From: Patrick McHardy
Date: Thu Feb 12 2009 - 00:19:05 EST


Alan Stern wrote:
I'm seeing some strange behavior on my firewall, which is running Fedora 8's version of 2.6.26. Every so often a packet with a private source address is sent out the public interface unchanged, when it should be dropped.

This happens when internal hosts are slow to close their end of a TCP connection. For example:

Internal host A (using a private address) initiates a TCP
connection to an external server B.

Data is sent back and forth.

External host B sends a FIN and host A responds with ACK.

Several minutes later (after the tracking for this connection
has expired), host A sends a FIN to host B. This packet
goes through the firewall unchanged and is sent out the
public interface with the private source address intact.

Now I would expect that such packets would be dropped, because they don't belong to an existing connection and they can't be the start of a new connection. The fact that this doesn't happen indicates there is a bug in the netfilter code somewhere.

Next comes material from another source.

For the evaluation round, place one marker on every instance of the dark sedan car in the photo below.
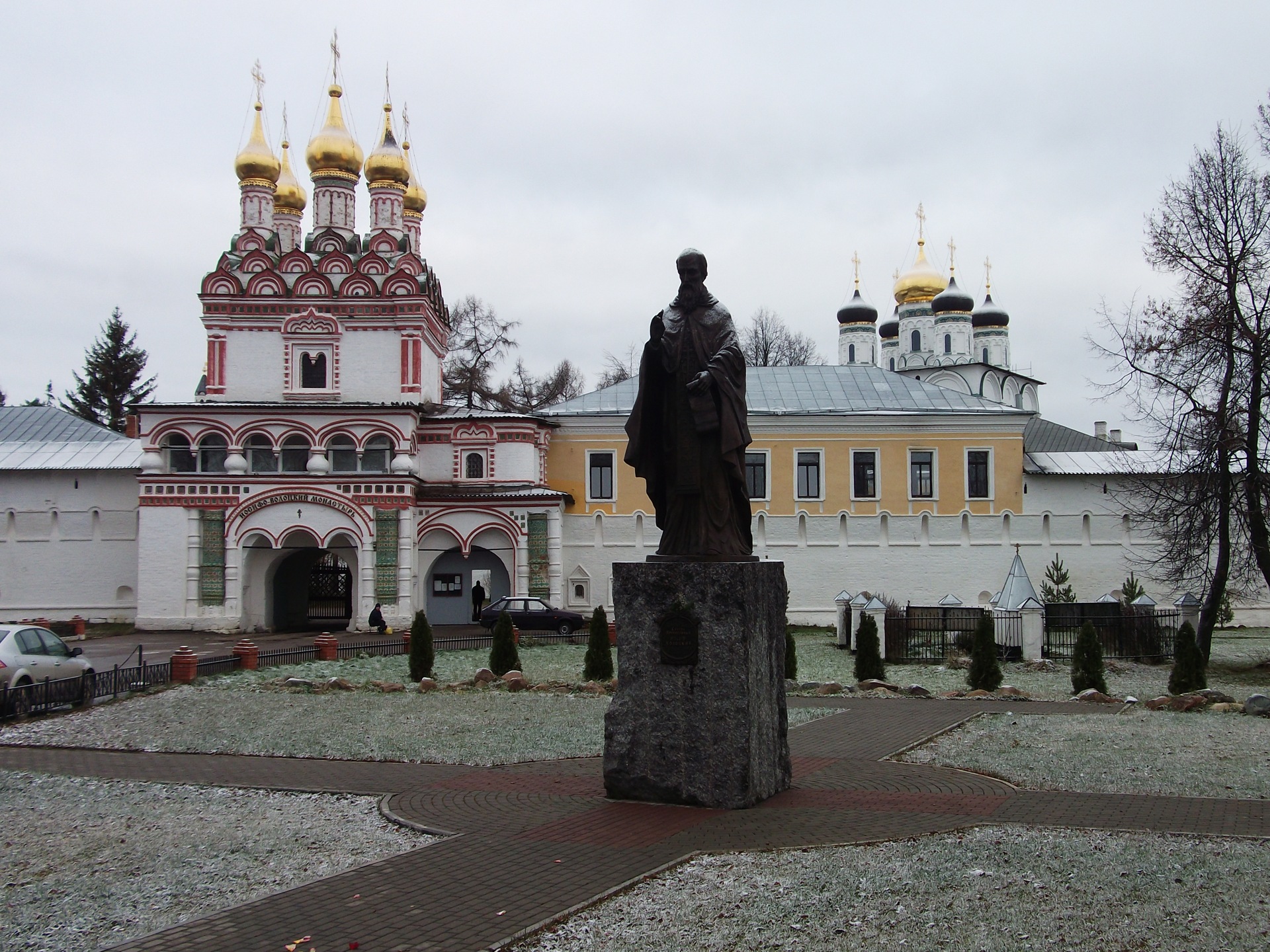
(532, 615)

If the connection has already timed out (from conntracks perspective),
it has lost its state. Unless connection pickup is enabled, the packet will be marked as INVALID because it doesn't belong to a connection.
You can control dropping of these packets yourself by adding the
appropriate "-m state --state INVALID" rules. That said, there were
some bugs in the past few releases that caused some bad interaction
between TCP and TCP conntrack (not sure anymore which one of both was
to blame). Its possible that this is the root cause for this, so
you might want to consider a kernel update.